Pour le SNUipp-FSU, rien n’est fait pour garantir une école de la réussite de toutes et tous. Déjà, en temps ordinaire, les moyens ne sont pas à la hauteur des enjeux auxquels l’école doit répondre. Mais ils le sont encore moins pour amortir la crise aujourd’hui, et prévenir ses conséquences dans les années à venir.

Les besoins sont immenses : il faut remplacer les enseignant∙es et les personnels en arrêt, mais aussi diminuer les effectifs par classe afin de rattraper les élèves décrocheurs et compenser les acquis insuffisants liés au confinement et à la diminution des heures d’enseignement. La dotation pour la rentrée 2022 est loin du compte. Le SNUipp-FSU réclame un correctif budgétaire à la hauteur des besoins permettant aussi de recruter des titulaires et d’arrêter le recours aux contractuels. 

Moyens 1er degré : les chiffres de la DASEN

Il y a une baisse démographique générale, création de 1765 postes au niveau national, avec une priorité au 1er degré. 80 postes créés dans l’académie, 42 postes pour le département de la Gironde, pour 666 élèves de moins pour la rentrée 2022. Priorités ministérielles :
- poursuite des dédoublements en REP et REP+ (505 classes).
- allègement de 2 697 classes (plafonnement des effectifs) en GS/CP/CE1 à 24 dans les autres écoles.
- augmentation des décharges de direction pour les écoles à 6/7 et 12/13 classes (35 ETP).
- attention portée à la ruralité.

La DASEN propose 77 fermetures et 54 ouvertures de classe. Il reste 30 postes pour les CTSD de juin et septembre.

Enseignement spécialisé

2 créations d’ULIS (Bruges et Toulenne) : le SNUipp-FSU acte cette création mais dénonce les trop nombreux élèves avec une notification et qui restent sans affectation, faute de place (on parlerait de 1 000 élèves !). L’école inclusive est présentée comme une priorité mais les moyens ne sont pas à la hauteur.

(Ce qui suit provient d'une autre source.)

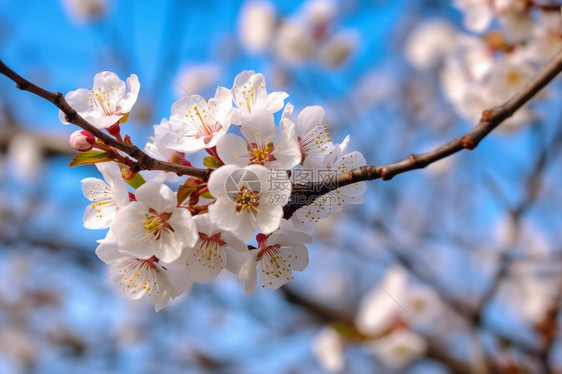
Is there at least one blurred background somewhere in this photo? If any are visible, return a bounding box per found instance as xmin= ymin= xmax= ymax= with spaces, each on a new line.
xmin=0 ymin=0 xmax=562 ymax=373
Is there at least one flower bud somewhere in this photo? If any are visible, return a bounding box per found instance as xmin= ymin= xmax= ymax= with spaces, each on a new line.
xmin=68 ymin=130 xmax=96 ymax=152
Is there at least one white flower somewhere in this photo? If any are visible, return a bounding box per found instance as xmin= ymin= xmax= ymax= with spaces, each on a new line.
xmin=162 ymin=87 xmax=232 ymax=152
xmin=522 ymin=12 xmax=562 ymax=65
xmin=208 ymin=165 xmax=291 ymax=241
xmin=231 ymin=70 xmax=289 ymax=120
xmin=312 ymin=327 xmax=344 ymax=372
xmin=234 ymin=228 xmax=311 ymax=295
xmin=291 ymin=137 xmax=367 ymax=231
xmin=368 ymin=329 xmax=427 ymax=369
xmin=283 ymin=104 xmax=334 ymax=168
xmin=96 ymin=240 xmax=172 ymax=312
xmin=238 ymin=1 xmax=276 ymax=53
xmin=111 ymin=182 xmax=198 ymax=262
xmin=217 ymin=110 xmax=301 ymax=170
xmin=405 ymin=20 xmax=457 ymax=70
xmin=144 ymin=118 xmax=178 ymax=162
xmin=59 ymin=71 xmax=140 ymax=129
xmin=82 ymin=162 xmax=129 ymax=230
xmin=173 ymin=214 xmax=249 ymax=282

Psychologues de l’Education Nationale : 1 seul poste créé, RASED : 0, c’est insuffisant !

Le SNUipp-FSU intervient pour demander la création de postes de Psychologues Education Nationale supplémentaires. A minima, ce sont 4 postes de psychologues EN nécessaires à créer de manière urgente pour faire face aux besoins immédiats (+30 % de dossiers MDPH). Il y a 4 circonscriptions où le nombre d’élèves par psyEN est élevé au regard de la taille de la circonscription et des difficultés sociales et culturelles. Il s’agit des circonscriptions de Sud Médoc / Lesparre, St Médard, Lormont et Talence. On assiste à une médicalisation de la difficulté scolaire par manque d’accompagnement des enseignant.es sur le terrain (manque de psyEN, manque de RASED…) Depuis 10 ans, 87 postes de RASED ont été supprimés. Où est la prise en compte de la crise sanitaire qui a durablement fragilisé les élèves les plus en difficulté ? Où est la prévention de la difficulté scolaire ? Par exemple, il faudrait 70 postes de psyEN supplémentaires pour rejoindre la moyenne européenne (800 élèves par psychologue scolaire) ! Le SNUipp-FSU demande un plan d’urgence pour l’enseignement spécialisé et la prise en charge de la difficulté scolaire.

Postes Emile : les équipes doivent être d’accord !

Ce sont des postes fléchés (séances à faire en anglais) uniquement si le poste est vacant, volonté d’identifier au moins 1 école par circonscription. Ce sont des postes profilés. Il y a un engagement des équipes, les enseignant.es engagées bénéficient de 12 jours de formation. Pour le SNUipp-FSU : l’implantation de ces postes ne se fait pas toujours avec l’accord des équipes concernées, il y a eu des injonctions d’IEN. Les organisations syndicales dénoncent le manque de transparence et demandent la publication de la liste de ces postes. La répartition pédagogique reste de la compétence du Conseil des maîtres.

Profilage des postes : premier recul sur les classes dédoublées

L’ensemble des organisations syndicales demandent l’abandon du profilage des postes, notamment en classes dédoublées. La DSDEN annonce que les collègues de l’école pourront rester sur le poste pour un an et pourront être titularisé sur le poste, après avis de l’IEN, sans passer par la commission d’entretien. Le SNUipp-FSU demande que cette information soit faite rapidement et que les collègues restent titulaires de leurs postes. L’IEN-A répond que les IEN sont au courant et informent les collègues, la Diper va également apporter cette information de manière individuelle. Les collègues, dont le poste est transformé, et qui passeraient l’entretien (en vu d’une participation au mouvement) et n’auraient pas d’avis très favorable : ils seront également affecté sur leur poste transformé en dédoublé à titre provisoire.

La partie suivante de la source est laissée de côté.